De recente uitspraak nr. 24369 van het Hof van Cassatie, gedaan op 3 juli 2024, heeft belangrijke kwesties aan de orde gesteld met betrekking tot de actieve en passieve legitimatie in procedures tot rectificatie van burgerlijke standakten, met name in de context van draagmoederschap. Het Hof heeft het thema van het litisconsorium en de bescherming van het belang van het minderjarige behandeld, waarbij fundamentele beginselen zijn vastgesteld voor een correcte interpretatie van de geldende regelgeving.
In de onderhavige zaak hadden D.D. en C.C., na de geboorte van een dochter via medisch begeleide voortplanting, de geboorteakte in Italië laten inschrijven. Na de beëindiging van hun relatie had het openbaar ministerie echter rectificatie van de akte gevraagd, waarbij de ouderschapskwaliteit van C.C. werd betwist, bij gebrek aan een biologische band met het minderjarige. Het Hof van Beroep van Bari had het verzoek afgewezen, stellende dat het belang van het minderjarige moest prevaleren, waarbij de status van beide ouders behouden bleef.
Het Hof van Beroep was het eens met de Rechtbank wat betreft het realiseren van het voorrang hebbende belang van het minderjarige enkel door het behoud van de ouderschapsstatus van C.C.
Het beroep in cassatie had de kwestie van de actieve legitimatie van de appellanten, de grootouders van het minderjarige, die probeerden tussen te komen in de procedure, aan het licht gebracht. Het Hof oordeelde dat de actieve legitimatie uitsluitend moest worden toegekend aan het openbaar ministerie, en benadrukte dat de appellanten geen direct belang hadden bij de procedure. Dit aspect heeft vragen opgeroepen over de werking van het litisconsorium en het belang bij het instellen van een vordering in contexten van jeugdbescherming. Het Hof herhaalde dat de rectificatieprocedure moet worden ingesteld door degenen die een direct en herkenbaar belang hebben, en sloot derhalve de mogelijkheid van een vordering door de grootouders uit.

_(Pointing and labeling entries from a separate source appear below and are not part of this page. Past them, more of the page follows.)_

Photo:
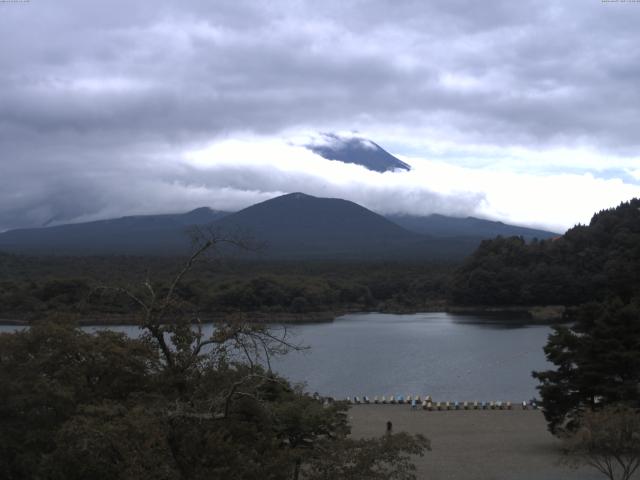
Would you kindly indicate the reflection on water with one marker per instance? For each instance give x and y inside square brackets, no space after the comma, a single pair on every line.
[449,357]
[461,357]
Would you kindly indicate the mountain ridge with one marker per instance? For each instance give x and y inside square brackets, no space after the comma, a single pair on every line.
[293,226]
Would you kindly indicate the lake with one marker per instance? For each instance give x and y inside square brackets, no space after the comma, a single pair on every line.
[450,357]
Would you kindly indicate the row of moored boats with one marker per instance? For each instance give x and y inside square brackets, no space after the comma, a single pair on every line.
[426,403]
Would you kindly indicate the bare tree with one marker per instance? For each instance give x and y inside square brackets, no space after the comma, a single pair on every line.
[607,440]
[177,330]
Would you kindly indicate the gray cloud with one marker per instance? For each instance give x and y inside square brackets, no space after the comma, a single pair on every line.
[97,100]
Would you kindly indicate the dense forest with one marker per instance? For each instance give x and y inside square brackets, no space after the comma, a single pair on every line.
[89,286]
[590,262]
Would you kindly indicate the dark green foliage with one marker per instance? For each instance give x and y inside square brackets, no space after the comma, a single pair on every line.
[587,263]
[104,406]
[172,404]
[608,440]
[597,363]
[33,286]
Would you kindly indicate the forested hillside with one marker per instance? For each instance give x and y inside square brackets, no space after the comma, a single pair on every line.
[31,287]
[588,263]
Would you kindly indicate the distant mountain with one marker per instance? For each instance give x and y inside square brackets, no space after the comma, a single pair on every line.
[357,150]
[293,226]
[443,226]
[138,235]
[299,225]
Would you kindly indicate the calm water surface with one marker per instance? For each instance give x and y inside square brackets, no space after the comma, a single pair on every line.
[449,357]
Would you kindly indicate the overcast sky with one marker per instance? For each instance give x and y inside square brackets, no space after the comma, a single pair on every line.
[523,111]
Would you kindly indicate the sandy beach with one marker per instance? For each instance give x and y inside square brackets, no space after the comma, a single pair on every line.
[475,444]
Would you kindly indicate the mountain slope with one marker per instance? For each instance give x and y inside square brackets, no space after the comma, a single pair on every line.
[301,225]
[359,151]
[144,234]
[293,226]
[443,226]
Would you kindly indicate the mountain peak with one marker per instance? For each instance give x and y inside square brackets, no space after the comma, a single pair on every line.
[357,150]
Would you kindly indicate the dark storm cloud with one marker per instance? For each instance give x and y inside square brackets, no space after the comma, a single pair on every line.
[98,100]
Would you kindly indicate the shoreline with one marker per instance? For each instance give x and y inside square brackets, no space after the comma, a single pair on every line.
[474,444]
[543,315]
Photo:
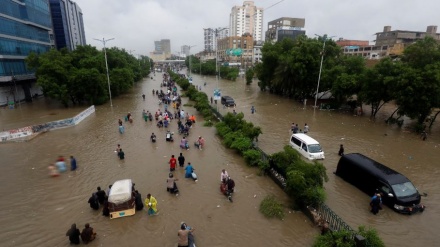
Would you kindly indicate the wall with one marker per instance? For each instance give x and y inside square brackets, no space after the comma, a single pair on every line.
[20,133]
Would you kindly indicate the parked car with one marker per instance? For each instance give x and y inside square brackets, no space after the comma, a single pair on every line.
[307,146]
[227,101]
[372,177]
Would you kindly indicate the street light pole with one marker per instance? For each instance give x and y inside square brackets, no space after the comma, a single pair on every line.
[190,46]
[16,91]
[106,68]
[320,66]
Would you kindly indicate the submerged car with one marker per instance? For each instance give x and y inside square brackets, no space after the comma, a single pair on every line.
[372,177]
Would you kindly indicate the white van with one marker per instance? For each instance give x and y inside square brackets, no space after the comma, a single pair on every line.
[307,146]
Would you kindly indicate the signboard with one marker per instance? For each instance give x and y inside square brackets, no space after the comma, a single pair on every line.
[217,94]
[234,52]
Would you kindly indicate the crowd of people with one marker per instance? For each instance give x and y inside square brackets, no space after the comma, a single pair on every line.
[169,110]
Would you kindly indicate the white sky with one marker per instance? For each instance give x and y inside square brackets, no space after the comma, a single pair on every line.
[136,24]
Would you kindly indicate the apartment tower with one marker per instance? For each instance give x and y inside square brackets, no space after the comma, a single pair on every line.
[68,25]
[247,18]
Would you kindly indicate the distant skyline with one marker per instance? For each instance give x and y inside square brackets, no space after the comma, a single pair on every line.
[136,24]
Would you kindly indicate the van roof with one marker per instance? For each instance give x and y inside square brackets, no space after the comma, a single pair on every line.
[227,97]
[379,170]
[306,138]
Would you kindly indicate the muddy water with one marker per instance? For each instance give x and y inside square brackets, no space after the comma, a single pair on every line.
[37,210]
[395,147]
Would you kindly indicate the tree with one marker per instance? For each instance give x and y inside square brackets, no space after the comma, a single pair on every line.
[377,86]
[291,67]
[417,91]
[344,77]
[80,76]
[52,71]
[249,76]
[418,87]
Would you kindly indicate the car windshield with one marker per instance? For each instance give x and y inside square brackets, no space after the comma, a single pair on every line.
[315,148]
[404,189]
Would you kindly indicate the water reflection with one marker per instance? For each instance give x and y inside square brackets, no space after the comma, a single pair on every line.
[390,145]
[37,210]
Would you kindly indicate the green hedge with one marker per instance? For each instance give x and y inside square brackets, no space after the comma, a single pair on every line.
[200,98]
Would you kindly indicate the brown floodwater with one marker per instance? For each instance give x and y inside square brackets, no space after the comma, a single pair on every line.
[37,210]
[396,147]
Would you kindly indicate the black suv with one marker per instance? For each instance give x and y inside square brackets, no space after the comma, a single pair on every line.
[228,101]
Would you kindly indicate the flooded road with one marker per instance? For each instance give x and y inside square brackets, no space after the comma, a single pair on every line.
[395,147]
[37,210]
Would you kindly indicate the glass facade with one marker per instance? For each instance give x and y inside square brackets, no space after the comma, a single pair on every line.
[25,27]
[60,27]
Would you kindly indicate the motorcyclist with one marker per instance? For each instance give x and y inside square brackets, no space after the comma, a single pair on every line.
[169,136]
[153,137]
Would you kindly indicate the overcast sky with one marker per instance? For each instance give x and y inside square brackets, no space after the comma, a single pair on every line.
[136,24]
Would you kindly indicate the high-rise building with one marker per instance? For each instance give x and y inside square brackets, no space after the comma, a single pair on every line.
[211,36]
[163,46]
[247,18]
[184,50]
[237,50]
[284,27]
[68,25]
[25,28]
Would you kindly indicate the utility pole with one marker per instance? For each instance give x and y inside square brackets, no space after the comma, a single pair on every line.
[106,67]
[325,37]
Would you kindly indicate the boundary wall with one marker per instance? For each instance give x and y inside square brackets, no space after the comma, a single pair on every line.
[24,133]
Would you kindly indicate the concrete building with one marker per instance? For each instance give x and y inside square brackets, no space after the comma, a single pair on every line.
[285,27]
[388,43]
[257,55]
[24,28]
[211,35]
[246,19]
[244,43]
[68,25]
[162,46]
[347,42]
[157,56]
[184,50]
[390,38]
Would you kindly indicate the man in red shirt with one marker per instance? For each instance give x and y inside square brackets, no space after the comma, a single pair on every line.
[173,162]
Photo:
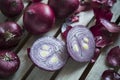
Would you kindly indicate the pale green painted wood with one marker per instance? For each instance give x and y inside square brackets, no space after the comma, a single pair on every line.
[100,66]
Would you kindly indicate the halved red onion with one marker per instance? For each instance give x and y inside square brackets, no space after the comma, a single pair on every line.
[110,75]
[113,57]
[48,53]
[110,26]
[80,43]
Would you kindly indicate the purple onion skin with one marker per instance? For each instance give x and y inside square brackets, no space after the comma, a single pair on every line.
[108,3]
[113,57]
[9,63]
[110,75]
[80,43]
[38,18]
[35,0]
[63,8]
[56,48]
[10,34]
[11,8]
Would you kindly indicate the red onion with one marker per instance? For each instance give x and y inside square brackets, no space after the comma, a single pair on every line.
[11,8]
[9,63]
[35,0]
[101,11]
[83,6]
[103,38]
[38,18]
[48,53]
[64,30]
[109,3]
[113,57]
[111,27]
[63,8]
[110,75]
[10,34]
[80,43]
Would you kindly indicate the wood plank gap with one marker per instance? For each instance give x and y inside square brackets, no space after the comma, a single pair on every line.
[28,72]
[90,65]
[22,43]
[57,72]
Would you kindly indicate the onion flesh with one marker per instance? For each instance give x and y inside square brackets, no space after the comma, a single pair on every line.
[48,53]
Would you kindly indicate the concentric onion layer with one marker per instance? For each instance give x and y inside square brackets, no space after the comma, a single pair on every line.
[49,53]
[80,43]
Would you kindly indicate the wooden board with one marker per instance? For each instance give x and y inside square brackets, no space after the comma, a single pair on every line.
[72,70]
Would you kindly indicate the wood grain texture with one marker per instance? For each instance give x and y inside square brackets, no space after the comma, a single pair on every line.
[100,65]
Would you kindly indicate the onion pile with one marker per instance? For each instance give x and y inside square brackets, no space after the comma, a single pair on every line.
[80,43]
[48,53]
[38,18]
[11,8]
[63,8]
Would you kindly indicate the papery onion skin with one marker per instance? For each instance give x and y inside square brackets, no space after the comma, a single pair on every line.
[8,66]
[113,57]
[11,8]
[110,26]
[80,43]
[38,18]
[10,34]
[55,48]
[110,75]
[103,38]
[63,8]
[109,3]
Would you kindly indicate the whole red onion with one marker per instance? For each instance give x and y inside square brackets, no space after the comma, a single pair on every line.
[11,8]
[9,63]
[38,18]
[80,43]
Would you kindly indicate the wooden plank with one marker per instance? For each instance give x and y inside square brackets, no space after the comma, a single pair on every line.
[72,70]
[100,65]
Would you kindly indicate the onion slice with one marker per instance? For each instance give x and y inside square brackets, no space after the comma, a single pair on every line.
[80,43]
[48,53]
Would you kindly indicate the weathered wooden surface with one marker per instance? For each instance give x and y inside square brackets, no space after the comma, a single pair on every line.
[72,70]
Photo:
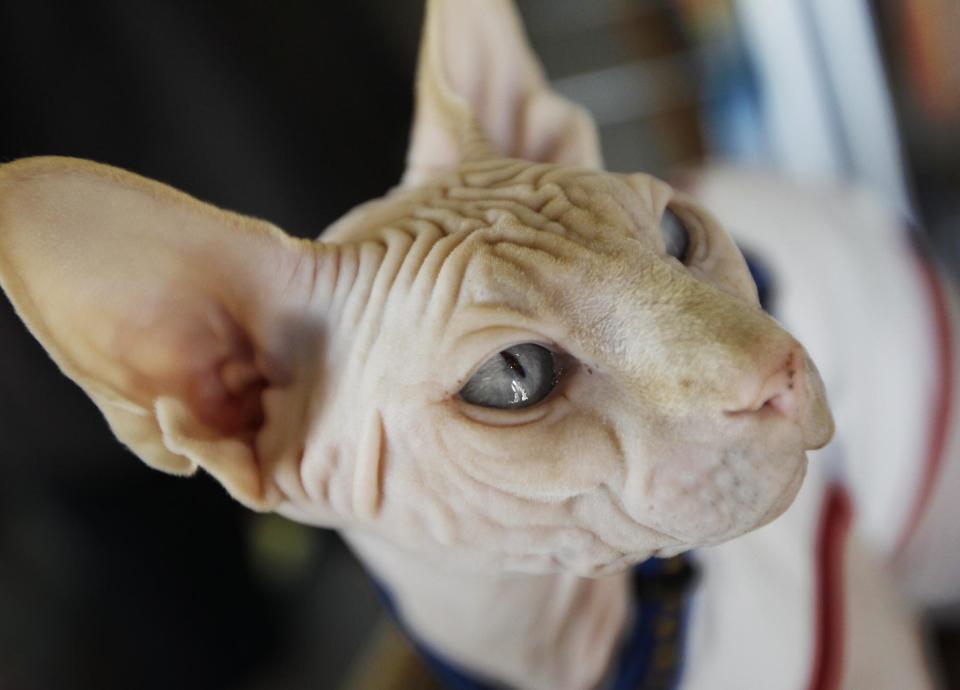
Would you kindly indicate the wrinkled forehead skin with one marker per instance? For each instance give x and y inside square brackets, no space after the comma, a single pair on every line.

De uitspraak nr. 24369 van 2024 biedt belangrijke reflectiemogelijkheden over het belang van het beschermen van het belang van het minderjarige in juridisch complexe situaties zoals die van draagmoederschap. De stelling van het Hof dat het openbaar ministerie moet ingrijpen om de legaliteit en de waarheid van de afstammingsrelatie te waarborgen, benadrukt de noodzaak van een zorgvuldige overweging van de gezinsdynamiek en de rechten van minderjarigen. Concluderend vertegenwoordigt deze zaak een belangrijke stap naar meer duidelijkheid en bescherming van de rechten van minderjarigen in de context van nieuwe voortplantingsmethoden.